WHAT OTHERS ARE SAYING
“5 Years since James Himes's stunning Edgar Nominated debut, it's been worth the wait. Jim does for Texas what Pelecanos does for Washington, makes it live breathe. Jeremiah Spur, retired Ranger, a part pitch perfect for Tommy Lee Jones, slow burns off the page till he literally blisters into your heart. Rarely has a small town been better depicted than here. The novel had me long for catfish, Shiner, and more of Jeremiah. This is mystery writing at the very height of it's game.”
~ Ken Bruen

“Beautiful writing. Memorable characters. Seamless dialogue. And a timely and original story, tough and gritty as a Texas landscape. Jim Hime writes with a careful touch, an original voice and unexpected tenderness. A gem.”
~ Hank Phillippi Ryan, Agatha-winning author of Prime Time

“Set a chair up in that wide spot in the road and put your feet up. You're about to enjoy the pitch-perfect magic of James Hime, that raconteur from the Birthplace of Texas where red-blooded, catfish-loving characters meet high-tech greed. Where Armadillos Go To Die, the third in the Jeremiah Spur series, is a shot of pure black coffee straight to the vein.”
~ Louise Ure, Shamus Award-winning author of Liars Anonymous

“A mystery can impel us along on plot with nary a memorable sentence in it, while we toss aside any mystery that preens itself on ornate vocabulary and sentence structure. Rarely, we pick up a mystery where the setting is pleasingly unfamiliar, the plot is rewardingly intricate, the characters walk and talk as big as life, and where the whole book, line by line, is written, not typed or input or dictated. Such a book we read with delight, page after page. Such a book is James Hime's WHERE ARMADILLOS GO TO DIE.
In the Edgar-nominated THE NIGHT OF THE DANCE and the follow-up SCARED MONEY Hime let us hear rich Texas voices. Now in Armadillos all the characters except two tightlipped brothers are gloriously fluent in their own dialects of Texan, and the narrator enriches the characters with hilarious tall talk just a little sharper than their own speech.
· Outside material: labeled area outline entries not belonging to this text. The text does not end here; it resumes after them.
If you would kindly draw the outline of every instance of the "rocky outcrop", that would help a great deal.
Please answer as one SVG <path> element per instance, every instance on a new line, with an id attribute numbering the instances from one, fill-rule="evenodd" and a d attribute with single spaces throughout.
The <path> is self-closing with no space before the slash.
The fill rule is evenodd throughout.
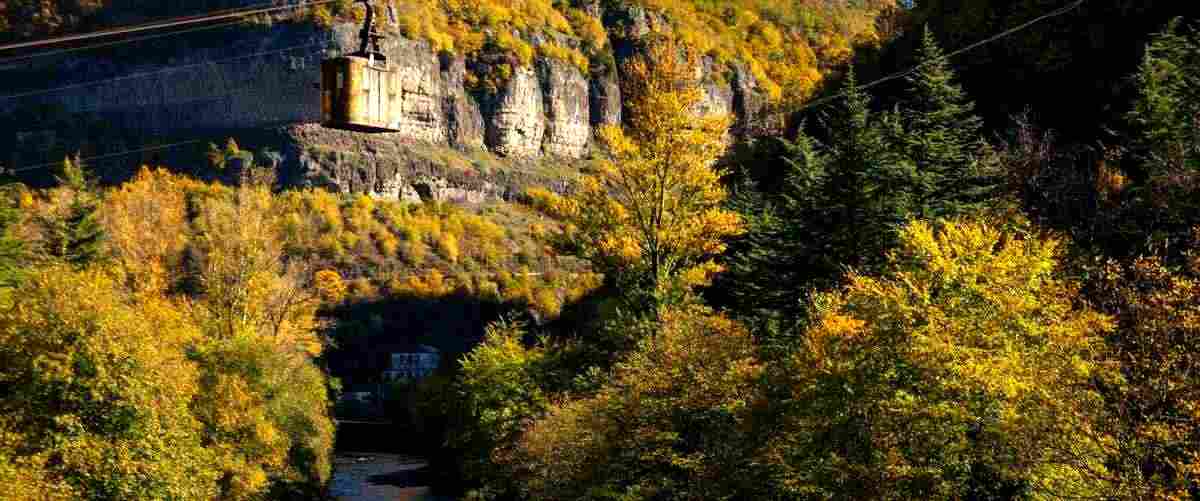
<path id="1" fill-rule="evenodd" d="M 470 165 L 445 163 L 448 147 L 400 141 L 386 135 L 335 131 L 307 123 L 277 129 L 290 145 L 284 152 L 282 181 L 342 193 L 386 199 L 478 204 L 511 199 L 529 186 L 556 186 L 554 180 L 518 170 L 486 176 Z"/>
<path id="2" fill-rule="evenodd" d="M 539 64 L 541 96 L 546 110 L 542 151 L 559 157 L 580 158 L 592 138 L 590 89 L 574 66 L 562 61 Z"/>
<path id="3" fill-rule="evenodd" d="M 445 113 L 446 140 L 456 147 L 484 147 L 484 115 L 479 103 L 467 95 L 467 65 L 462 58 L 440 56 L 442 110 Z"/>
<path id="4" fill-rule="evenodd" d="M 505 157 L 538 155 L 546 134 L 538 74 L 530 68 L 516 70 L 492 101 L 486 114 L 487 147 Z"/>
<path id="5" fill-rule="evenodd" d="M 637 6 L 599 0 L 581 5 L 604 20 L 618 65 L 634 55 L 638 38 L 660 23 Z M 180 140 L 221 143 L 226 137 L 254 135 L 254 131 L 299 127 L 305 132 L 264 135 L 278 143 L 250 144 L 284 152 L 280 169 L 307 171 L 292 176 L 305 182 L 326 176 L 336 189 L 412 198 L 418 192 L 397 187 L 410 188 L 412 173 L 422 168 L 386 158 L 410 155 L 409 145 L 486 150 L 515 159 L 583 158 L 595 128 L 622 120 L 620 76 L 611 62 L 584 74 L 574 65 L 539 59 L 532 67 L 514 71 L 488 95 L 468 89 L 470 79 L 462 58 L 437 54 L 426 42 L 392 37 L 385 41 L 384 52 L 392 72 L 390 93 L 396 96 L 394 123 L 398 132 L 312 133 L 320 128 L 322 60 L 350 53 L 356 46 L 356 25 L 322 30 L 281 23 L 0 67 L 0 79 L 8 84 L 6 93 L 19 95 L 0 99 L 0 151 L 13 152 L 11 164 L 20 167 L 60 159 L 64 152 L 77 150 L 85 156 L 106 155 Z M 712 64 L 698 71 L 706 82 L 700 111 L 733 114 L 739 131 L 750 129 L 766 103 L 754 77 L 742 68 L 726 76 Z M 52 91 L 40 91 L 44 89 Z M 59 110 L 60 115 L 46 123 L 4 119 L 31 109 Z M 77 127 L 68 131 L 64 122 Z M 54 134 L 47 135 L 47 131 Z M 336 155 L 313 156 L 313 151 Z M 8 161 L 0 158 L 0 163 Z M 130 157 L 112 162 L 137 164 Z M 392 171 L 408 174 L 397 181 Z M 452 179 L 442 188 L 431 181 L 427 192 L 434 198 L 470 199 L 474 195 L 455 189 L 467 186 L 462 189 L 492 194 L 506 189 L 467 181 Z"/>
<path id="6" fill-rule="evenodd" d="M 589 83 L 593 127 L 620 123 L 620 84 L 613 73 L 598 74 Z"/>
Every passage in the book delights the ear and the intellect.
In Hime's stretch of Texas culpability may go unpunished, an unexpected resource may count for as much as a redeeming character trait, and it doesn't pay to be judgmental. You can't call Armadillos a romp because the whole damned thing reads like a victory lap around nearby Thunderhill Raceway. James Hime is back.”
~ Hershel Parker

“A small-town story of a too-big idea. A Texas tale of good green turned to greed. And a would-be American tragedy averted--thanks to Captain Jeremiah Spur. It's a comfort to know James Hime is back--and that Captain Spur is still on duty.”